Originally published Thursday, October 10, 2019 at 12:51p.m.

Dear Abby: We have a small house, and family and friends are always welcome. We also have six cats, and their care and comfort are paramount. We keep our cats separated so they don’t fight, so two cats occupy what used to be our guest room. We have explained this to overnight guests, several of whom are allergic to cats or don’t like them, and they insist “everything will be fine.” They then refuse to let the cats into the room during the day, while our distressed feline family members howl and claw the door.

There are simple things that must be done when living with cats, like making sure they don’t run outside (they are all indoor cats), keeping toilet lids down and breakable things out of their reach. Our guests don’t seem to care and they don’t comply. Frankly, I wouldn’t care if the cats took their jewelry, but I would care if one of them choked on it.

To be fair, we visit with these petless folks, so we can’t ask them not to stay with us. How do we handle this politely so there are no hurt feelings? – New England Cat Lover

Dear Cat Lover: It’s time to end the tradition of staying in each other’s homes. There will be fewer hurt feelings all the way around – your pets included – if, when you visit these folks you stay someplace other than in their home and suggest to them that they do likewise. This doesn’t mean you won’t see and entertain them – it only means they won’t be subject to your house rules, which clearly are not acceptable to them.

Dear Abby: My husband and I have been having the roughest year of our marriage, and we are divorcing. He has started a new relationship with a woman who is 14 years younger than he is, and he takes our 5-year-old to her house.
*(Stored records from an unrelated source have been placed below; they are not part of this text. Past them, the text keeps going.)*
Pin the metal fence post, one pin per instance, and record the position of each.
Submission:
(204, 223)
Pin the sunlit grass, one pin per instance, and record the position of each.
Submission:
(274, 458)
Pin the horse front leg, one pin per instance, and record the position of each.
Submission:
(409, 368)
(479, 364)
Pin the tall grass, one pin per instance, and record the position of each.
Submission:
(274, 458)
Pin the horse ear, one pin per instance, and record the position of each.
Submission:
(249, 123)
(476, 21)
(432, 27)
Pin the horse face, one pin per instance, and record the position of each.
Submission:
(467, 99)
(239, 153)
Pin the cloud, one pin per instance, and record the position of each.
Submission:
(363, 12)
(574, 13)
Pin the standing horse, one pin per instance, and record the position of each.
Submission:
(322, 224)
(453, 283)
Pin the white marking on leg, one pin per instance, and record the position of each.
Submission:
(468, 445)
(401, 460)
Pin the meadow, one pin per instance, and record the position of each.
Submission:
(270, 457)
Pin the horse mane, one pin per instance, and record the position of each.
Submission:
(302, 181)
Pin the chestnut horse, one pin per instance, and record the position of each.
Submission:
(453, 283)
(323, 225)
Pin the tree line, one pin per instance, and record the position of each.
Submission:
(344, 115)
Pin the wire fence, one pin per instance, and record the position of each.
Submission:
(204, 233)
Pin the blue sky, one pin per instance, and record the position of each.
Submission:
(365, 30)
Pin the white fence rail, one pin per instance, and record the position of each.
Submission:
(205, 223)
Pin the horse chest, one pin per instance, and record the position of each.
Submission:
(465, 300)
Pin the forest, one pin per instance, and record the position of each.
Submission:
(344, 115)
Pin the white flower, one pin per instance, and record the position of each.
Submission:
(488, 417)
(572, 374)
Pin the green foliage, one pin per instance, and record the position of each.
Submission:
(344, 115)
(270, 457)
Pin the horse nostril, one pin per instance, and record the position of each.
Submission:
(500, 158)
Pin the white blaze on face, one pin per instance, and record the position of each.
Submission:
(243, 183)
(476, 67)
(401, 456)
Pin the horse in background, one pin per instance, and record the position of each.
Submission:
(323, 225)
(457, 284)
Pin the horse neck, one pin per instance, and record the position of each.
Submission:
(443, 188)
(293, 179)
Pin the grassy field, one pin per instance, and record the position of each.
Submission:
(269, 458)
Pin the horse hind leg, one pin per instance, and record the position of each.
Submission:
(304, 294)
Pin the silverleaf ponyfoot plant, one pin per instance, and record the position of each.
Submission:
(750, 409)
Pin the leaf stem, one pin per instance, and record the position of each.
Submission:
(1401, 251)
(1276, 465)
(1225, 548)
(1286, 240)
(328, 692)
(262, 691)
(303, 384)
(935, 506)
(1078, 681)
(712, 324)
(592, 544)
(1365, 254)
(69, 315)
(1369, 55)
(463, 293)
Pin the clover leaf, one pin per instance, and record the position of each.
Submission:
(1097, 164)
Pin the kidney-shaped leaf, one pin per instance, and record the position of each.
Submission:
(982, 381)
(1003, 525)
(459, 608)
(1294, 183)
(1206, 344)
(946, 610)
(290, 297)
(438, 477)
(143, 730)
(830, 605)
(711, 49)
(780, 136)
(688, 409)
My husband and I are still living together. He’s in the basement; I’m upstairs. I have tried to have a conversation about boundaries and doing what’s best for our daughter, and I don’t know what his next move will be. Living with the young lady? What should I do next? – Moving On

Dear Moving On: There is a commonsense rule that parents who are divorcing should not introduce a child to the new partner until it’s clear the relationship will be long-lasting. At this point, you can’t control to whom your husband introduces your little girl. This is a conversation you should be having with the attorney who is arranging your divorce. If something presents a danger to your child, the lawyer may be able to help you put a stop to it.